Surprisingly powerful.

I was expecting a somewhat dry recountal of judicial process and courtroom manuevers when I began reading this title, and was completely surprised to find a book which raises a multitude of thought provoking issues. Mello presents Kaczynski's case clearly and intelligently, and provides a strong argument to support his belief that Kaczynski was unfairly manipulated by his attorneys and Judge Burrell. Yet along the way, Mello also tackles significant topics such as the definition of insanity, media misguiding, euthanasia vs. state assisted suicide vs. consensual execution, personal agenda/ethics in the legal field, diaries and the right to privacy, et cetera.
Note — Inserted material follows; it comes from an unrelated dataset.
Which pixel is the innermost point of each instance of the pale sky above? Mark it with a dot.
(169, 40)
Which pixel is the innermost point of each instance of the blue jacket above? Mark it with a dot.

Many of these issues are intelligently discussed within the context of very interesting historical cases. Mello's writing style came across to me as somewhat lacking in personality, at first, yet I soon realized that his straightforward voice is most effective in communicating the issues at hand. In choosing a no-nonsense style, the author does well to include numerous quotes and excerpts from disparate notables such as Anne Frank, Camus, Walt Whitman, Nietzsche, Bram Stoker, Rilke, Socrates, et cetera to pepper the reading with a chorus of voices. By concluding the book with victim descriptions from the Government's Sentencing Memorandum, Mello provides a complete and haunting plot twist....rather unsettling. This book offers not only an incredibly fair, edifying and intriguing view of the behind-the-scenes shenanigans of the judicial players, but also solicits the reader into contemplation of important issues. I highly reccommend this book not only to those interested in the specifics of Kaczynski's experience, but to anyone interested in reading an evolved, well thought and thought-provoking book.

interesting, disturbing

I have followed the Unabomber case from since before it ever came to be known that Kaczynski was the Unabomber. Michael Mello has made me understand a thing or two about the way our court system is more like a political arena than it is a forum for justice. While I agree with Mello as to the fact that Kaczynski is the Unabomber, I wish he'd come out and said that this was a star chamber-like proceeding where the truth was hidden behind the curtain of ideological protectionism (to his credit he does imply it) -- I feel that Mello has done the reader a great service in exposing a farce of a case that was engineered to avert a death penalty at the expense of destroying a potential folk hero of the environmental movement. It is surprisingly a page turner and I can recommend it.